2. The terminal guidance law design method based on the deep reinforcement learning as claimed in claim 1, wherein the relative kinematic equation between the missile eyes in the longitudinal plane of the terminal guidance section of the missile interception target established in step 1 is specifically as follows:

x _r ＝x _t -x _m

y _r ＝y _t -y _m

wherein x is _t Is the abscissa, x, of the object _m Is the abscissa, x, of the missile _r Is the transverse relative distance of the target from the missile, y _t Is the ordinate, y, of the object _m As ordinate, y, of the missile _r Is the longitudinal relative distance of the target and the missile, V _t Is the target linear velocity, theta _t Is the angle between the target linear velocity direction and the horizontal direction, V _m At linear velocity of the missile, theta _m Is the included angle between the linear velocity direction of the missile and the horizontal direction,

Based on the relative distance change rate>

Is the rate of change of the line of sight angle.

3. The end-lead law design method based on deep reinforcement learning according to claim 1, wherein abstracting and modeling a solution problem of kinematic equations into a Markov decision process specifically comprises:

the state space setting is specifically as follows: change the line of sight to a certain degree

As a state space for the current problem of knowledge;

the reward function setting is specifically as follows:

4. The terminal guidance law design method based on the deep reinforcement learning as claimed in claim 3, wherein the specific process of constructing the action space by taking the proportional guidance law PNG as the expert experience is as follows:

taking the relative speed and the line of sight rotation rate as input, the output is an overload command, and is represented as:

wherein K is a proportionality coefficient>

Is relative speed, is based on>

The line of sight rotation rate; the scaling factor K is determined by selecting an action in the action space as an action space by discretizing the scaling factor K into a finite number within a certain range of values, and the overload command is calculated therefrom.

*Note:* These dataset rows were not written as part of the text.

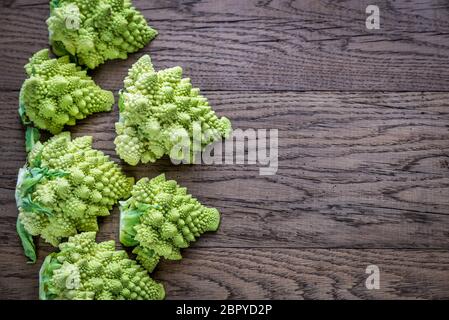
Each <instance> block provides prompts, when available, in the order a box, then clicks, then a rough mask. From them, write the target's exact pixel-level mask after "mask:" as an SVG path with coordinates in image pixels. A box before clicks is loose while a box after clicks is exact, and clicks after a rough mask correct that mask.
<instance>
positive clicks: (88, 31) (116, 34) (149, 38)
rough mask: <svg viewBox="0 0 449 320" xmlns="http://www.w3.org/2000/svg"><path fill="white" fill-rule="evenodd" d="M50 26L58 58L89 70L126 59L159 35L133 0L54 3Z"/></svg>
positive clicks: (95, 0) (53, 47)
mask: <svg viewBox="0 0 449 320" xmlns="http://www.w3.org/2000/svg"><path fill="white" fill-rule="evenodd" d="M47 25H48V30H49V34H50V43H51V45H52V48H53V51H54V52H55V54H57V55H66V54H70V55H72V56H75V57H76V58H77V60H78V63H79V64H80V65H86V66H87V67H88V68H90V69H94V68H96V67H97V66H98V65H100V64H102V63H104V62H105V61H106V60H111V59H118V58H120V59H126V58H127V57H128V53H132V52H136V51H138V50H139V49H141V48H143V47H144V46H145V45H146V44H147V43H148V42H150V41H151V40H152V39H153V38H154V37H156V35H157V31H156V30H154V29H152V28H151V27H149V26H148V24H147V22H146V20H145V17H144V16H143V15H142V14H141V13H140V12H139V11H137V10H136V9H135V8H134V7H132V4H131V1H130V0H51V1H50V17H49V18H48V19H47Z"/></svg>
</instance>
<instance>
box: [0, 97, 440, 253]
mask: <svg viewBox="0 0 449 320" xmlns="http://www.w3.org/2000/svg"><path fill="white" fill-rule="evenodd" d="M205 94H206V96H207V97H209V99H210V102H211V104H212V105H213V106H214V107H215V109H216V111H217V113H218V114H220V115H227V116H229V117H230V118H231V120H232V121H233V124H234V128H242V129H246V128H256V129H257V128H267V129H269V128H276V129H278V130H279V169H278V172H277V174H276V175H274V176H259V168H258V166H256V165H213V166H208V165H197V166H187V165H184V166H174V165H172V164H171V163H170V162H169V161H168V160H167V159H165V160H160V161H158V162H156V163H155V164H150V165H141V166H138V167H130V166H128V165H124V169H125V171H126V172H127V174H129V175H133V176H135V177H136V178H140V177H143V176H150V177H153V176H155V175H157V174H159V173H161V172H166V173H167V176H168V177H169V178H174V179H176V180H177V181H178V182H179V183H180V184H181V185H185V186H186V187H188V188H189V191H190V192H191V193H192V194H193V195H195V196H196V197H198V198H199V200H200V201H202V202H203V203H205V204H206V205H209V206H215V207H217V208H219V209H220V211H221V212H222V216H223V221H222V226H221V228H220V230H219V231H218V233H216V234H210V235H206V236H204V237H203V238H202V239H201V240H200V242H199V243H198V246H206V247H216V246H220V247H285V248H289V247H293V248H329V247H338V248H418V247H419V248H449V240H448V239H449V238H448V231H447V230H448V229H449V215H448V212H449V201H448V199H449V197H448V196H449V177H448V160H449V159H448V154H449V153H448V152H449V130H448V120H449V108H448V107H449V105H448V101H449V100H448V99H449V93H438V92H435V93H423V92H412V93H363V92H359V93H336V92H308V93H294V92H286V93H261V92H224V91H220V92H205ZM3 98H4V100H3V101H2V102H0V104H1V106H0V107H1V110H3V111H4V116H3V117H2V119H1V121H2V124H1V127H0V128H1V134H0V160H1V163H2V168H1V175H0V188H1V192H0V204H1V206H0V210H1V212H0V217H1V218H0V219H1V220H0V221H1V222H0V223H1V224H2V230H4V232H3V235H2V243H4V244H5V245H9V246H17V245H18V241H17V237H16V235H15V231H14V221H15V217H16V214H17V213H16V209H15V203H14V200H13V190H14V186H15V177H16V174H17V170H18V168H19V167H20V166H21V165H22V163H23V161H24V159H25V153H24V150H23V135H24V133H23V129H22V128H21V126H20V123H19V121H18V119H17V116H16V115H15V113H14V112H15V109H16V106H17V92H15V93H11V92H9V93H4V94H3ZM117 117H118V114H117V111H114V112H112V113H106V114H99V115H96V116H94V117H91V118H89V119H86V120H84V121H81V122H80V123H79V125H78V126H77V127H75V128H72V132H73V133H74V135H75V136H79V135H86V134H90V135H93V136H94V141H95V142H94V145H95V147H97V148H99V149H101V150H103V151H105V152H106V153H107V154H109V155H111V156H112V158H114V159H117V156H116V155H115V152H114V145H113V139H114V136H115V133H114V122H115V121H116V119H117ZM115 212H116V211H115ZM114 215H115V216H116V215H117V213H114ZM117 219H118V218H116V219H115V220H114V221H115V222H113V223H114V226H113V227H110V228H111V229H110V230H111V232H112V234H115V233H116V232H117V227H118V221H117ZM108 228H109V226H108Z"/></svg>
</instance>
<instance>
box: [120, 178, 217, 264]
mask: <svg viewBox="0 0 449 320" xmlns="http://www.w3.org/2000/svg"><path fill="white" fill-rule="evenodd" d="M131 194H132V196H131V197H130V198H129V199H128V200H127V201H124V202H120V242H121V243H122V244H123V245H125V246H135V248H134V250H133V253H135V254H136V255H137V257H136V259H137V260H138V261H139V262H140V263H141V264H142V265H143V266H144V267H145V268H146V269H147V270H148V271H149V272H152V271H153V269H154V268H155V267H156V265H157V264H158V262H159V260H160V258H161V257H163V258H166V259H170V260H178V259H181V253H180V249H181V248H187V247H188V246H189V243H190V242H192V241H195V240H196V239H197V238H198V237H199V236H200V235H201V234H203V233H204V232H206V231H216V230H217V229H218V225H219V223H220V213H219V212H218V210H217V209H215V208H208V207H205V206H203V205H202V204H201V203H200V202H199V201H198V200H197V199H195V198H193V197H192V196H191V195H189V194H187V190H186V188H182V187H180V186H179V185H178V184H177V183H176V181H174V180H166V179H165V176H164V175H163V174H161V175H159V176H157V177H155V178H153V179H151V180H149V179H148V178H143V179H140V180H139V181H138V182H137V183H136V184H135V185H134V187H133V189H132V192H131Z"/></svg>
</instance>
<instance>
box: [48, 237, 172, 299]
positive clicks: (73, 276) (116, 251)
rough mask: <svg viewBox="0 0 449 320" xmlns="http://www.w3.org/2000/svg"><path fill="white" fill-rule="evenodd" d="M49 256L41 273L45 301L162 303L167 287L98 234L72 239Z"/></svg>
mask: <svg viewBox="0 0 449 320" xmlns="http://www.w3.org/2000/svg"><path fill="white" fill-rule="evenodd" d="M59 249H60V252H58V253H51V254H50V255H48V256H47V257H46V259H45V260H44V263H43V264H42V267H41V270H40V272H39V280H40V281H39V298H40V299H41V300H55V299H56V300H161V299H163V298H164V297H165V291H164V287H163V286H162V285H161V284H159V283H157V282H155V281H154V280H153V279H151V278H150V277H149V275H148V273H147V272H146V271H145V269H144V268H142V267H141V266H139V265H138V264H137V263H136V262H135V261H134V260H131V259H129V258H128V255H127V253H126V252H125V251H123V250H120V251H116V250H115V242H114V241H113V240H110V241H104V242H100V243H96V242H95V232H84V233H81V234H78V235H75V236H73V237H70V238H69V240H68V241H67V242H64V243H61V244H60V245H59Z"/></svg>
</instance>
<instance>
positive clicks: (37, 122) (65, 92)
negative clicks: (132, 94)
mask: <svg viewBox="0 0 449 320" xmlns="http://www.w3.org/2000/svg"><path fill="white" fill-rule="evenodd" d="M25 70H26V72H27V74H28V76H29V78H28V79H26V80H25V82H24V83H23V85H22V89H21V90H20V98H19V114H20V116H21V118H22V122H23V123H24V124H30V122H31V123H33V124H34V125H35V126H36V127H37V128H39V129H43V130H48V131H50V132H51V133H53V134H57V133H59V132H61V131H62V129H63V127H64V125H74V124H75V122H76V120H80V119H84V118H86V117H87V116H89V115H91V114H93V113H95V112H102V111H110V110H111V109H112V105H113V104H114V95H113V94H112V92H110V91H106V90H103V89H101V88H100V87H99V86H97V85H96V84H95V82H94V81H93V80H92V79H91V78H90V77H89V76H88V75H86V71H82V70H81V68H80V67H78V66H77V65H76V64H74V63H70V58H69V56H64V57H61V58H59V59H51V58H50V56H49V51H48V49H43V50H41V51H38V52H37V53H35V54H34V55H33V57H31V58H30V61H29V63H28V64H26V65H25Z"/></svg>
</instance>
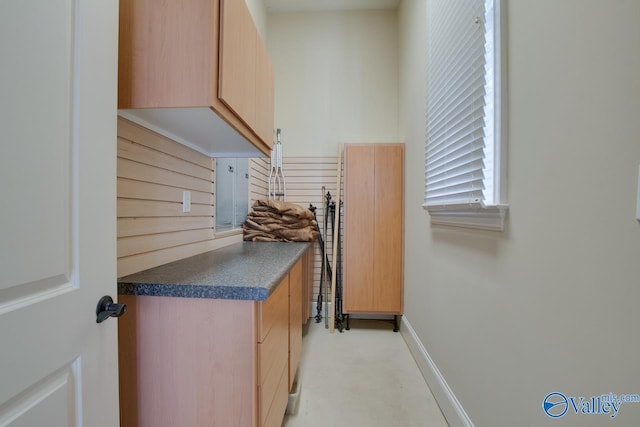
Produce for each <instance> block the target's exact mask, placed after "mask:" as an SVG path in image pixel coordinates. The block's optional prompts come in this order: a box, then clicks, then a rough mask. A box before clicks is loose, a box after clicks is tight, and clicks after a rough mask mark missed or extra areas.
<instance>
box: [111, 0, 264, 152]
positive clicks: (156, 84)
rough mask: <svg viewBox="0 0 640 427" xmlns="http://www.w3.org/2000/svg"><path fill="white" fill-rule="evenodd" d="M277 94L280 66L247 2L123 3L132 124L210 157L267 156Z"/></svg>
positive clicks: (142, 1) (120, 38) (119, 71)
mask: <svg viewBox="0 0 640 427" xmlns="http://www.w3.org/2000/svg"><path fill="white" fill-rule="evenodd" d="M273 93H274V92H273V66H272V64H271V61H270V59H269V56H268V53H267V50H266V47H265V46H264V43H263V42H262V40H261V38H260V36H259V35H258V32H257V30H256V28H255V25H254V24H253V20H252V18H251V15H250V13H249V10H248V8H247V6H246V3H245V2H244V1H239V0H175V1H170V2H156V1H153V0H120V39H119V68H118V108H119V109H120V110H121V114H123V115H124V116H125V117H127V118H129V119H131V120H134V121H138V122H141V124H143V125H145V124H151V125H153V126H155V127H156V128H157V130H160V131H165V132H168V133H170V134H171V135H174V136H177V137H179V138H181V139H183V140H185V141H187V142H189V143H191V144H194V145H196V146H198V147H200V148H202V149H204V150H205V151H206V152H211V153H214V152H216V151H223V152H224V151H228V152H235V153H238V152H243V150H245V151H246V150H247V148H246V147H245V146H243V145H242V144H243V143H245V144H248V143H247V141H248V142H250V143H251V144H252V145H253V147H254V150H259V151H261V152H262V153H264V154H268V153H269V150H270V149H271V145H272V136H273ZM229 140H231V141H234V143H233V144H231V145H230V142H229ZM235 141H239V142H238V143H237V144H235Z"/></svg>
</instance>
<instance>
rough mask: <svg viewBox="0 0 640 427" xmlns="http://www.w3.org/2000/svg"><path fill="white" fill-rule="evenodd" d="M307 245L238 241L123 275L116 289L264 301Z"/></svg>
mask: <svg viewBox="0 0 640 427" xmlns="http://www.w3.org/2000/svg"><path fill="white" fill-rule="evenodd" d="M310 245H311V243H292V242H287V243H284V242H282V243H280V242H273V243H272V242H241V243H236V244H233V245H230V246H226V247H224V248H220V249H216V250H213V251H209V252H205V253H203V254H200V255H195V256H192V257H189V258H185V259H181V260H179V261H174V262H172V263H169V264H165V265H161V266H159V267H155V268H151V269H149V270H145V271H141V272H139V273H135V274H131V275H129V276H125V277H122V278H120V279H118V293H119V294H125V295H146V296H169V297H183V298H217V299H239V300H255V301H264V300H265V299H267V297H268V296H269V295H270V294H271V292H272V291H273V290H274V289H275V287H276V286H277V285H278V284H279V283H280V281H281V280H282V278H283V277H284V276H285V275H286V274H287V273H288V272H289V270H290V269H291V268H292V267H293V265H294V264H295V263H296V261H297V260H298V259H299V258H300V257H301V256H302V255H303V254H304V252H305V250H306V249H307V248H308V247H309V246H310Z"/></svg>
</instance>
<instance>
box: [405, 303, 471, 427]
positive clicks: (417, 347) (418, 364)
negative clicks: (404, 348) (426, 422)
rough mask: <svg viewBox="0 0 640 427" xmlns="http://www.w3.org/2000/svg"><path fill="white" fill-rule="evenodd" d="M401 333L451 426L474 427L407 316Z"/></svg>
mask: <svg viewBox="0 0 640 427" xmlns="http://www.w3.org/2000/svg"><path fill="white" fill-rule="evenodd" d="M400 333H401V335H402V338H404V340H405V342H406V343H407V347H409V351H410V352H411V355H412V356H413V358H414V359H415V361H416V364H417V365H418V368H419V369H420V372H422V376H423V377H424V379H425V381H426V382H427V384H428V385H429V388H430V389H431V392H432V393H433V396H434V397H435V398H436V401H437V402H438V406H440V410H441V411H442V413H443V415H444V417H445V418H446V419H447V423H448V424H449V426H450V427H474V425H473V423H472V422H471V419H470V418H469V416H468V415H467V413H466V412H465V410H464V408H463V407H462V404H461V403H460V401H458V399H457V398H456V396H455V395H454V394H453V391H452V390H451V388H450V387H449V385H448V384H447V381H446V380H445V378H444V376H443V375H442V373H441V372H440V370H439V369H438V367H437V366H436V364H435V362H434V361H433V359H432V358H431V356H429V353H428V352H427V349H426V348H425V347H424V345H423V344H422V342H421V341H420V338H418V335H417V334H416V331H415V330H414V329H413V327H412V326H411V323H409V320H408V319H407V317H406V316H403V317H402V325H401V327H400Z"/></svg>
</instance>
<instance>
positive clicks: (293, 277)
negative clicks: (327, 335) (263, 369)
mask: <svg viewBox="0 0 640 427" xmlns="http://www.w3.org/2000/svg"><path fill="white" fill-rule="evenodd" d="M302 265H303V260H302V259H301V260H300V261H298V263H297V264H296V265H295V266H293V268H292V269H291V271H290V272H289V372H288V374H289V375H288V379H289V388H288V389H289V390H291V389H292V387H293V382H294V380H295V376H296V370H297V369H298V365H299V364H300V356H301V354H302V323H303V319H302V270H303V268H302Z"/></svg>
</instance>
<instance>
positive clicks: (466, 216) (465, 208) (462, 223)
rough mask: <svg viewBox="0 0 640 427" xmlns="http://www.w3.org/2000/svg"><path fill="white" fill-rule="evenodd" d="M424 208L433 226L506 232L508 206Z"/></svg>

5. The terminal guidance law design method based on deep reinforcement learning as claimed in claim 1, wherein the specific steps of initializing the weight parameters of the neural network are as follows:

6. The terminal guidance law design method based on deep reinforcement learning as claimed in claim 1, wherein the specific method for training the neural network and updating the target network with fixed frequency is as follows:

7. The terminal guidance law design method based on the deep reinforcement learning as claimed in claim 6, wherein the specific calculation method of the target value is as follows:

Q _target ＝Q(s _t ,a _t )+α[R _t +γmax _a Q(s _t+1 ,a)-Q(s _t ,a _t )]

wherein Q is _target Represents updated(s) _t ,a _t ) Corresponding Q value, s _t Representing the state at time t, a _t Representative state s _t Action performed below, Q(s) _t ,a _t ) Representative state s _t Lower execution action a _t Is the rate of updating of the Q value, R _t Representative state s _t Lower execution action a _t The prize value earned, gamma representing the discount rate, s _t+1 Represents the state at time t +1, max _a Q(s _t+1 A) represents the state s _t+1 The Q value for performing the optimal action.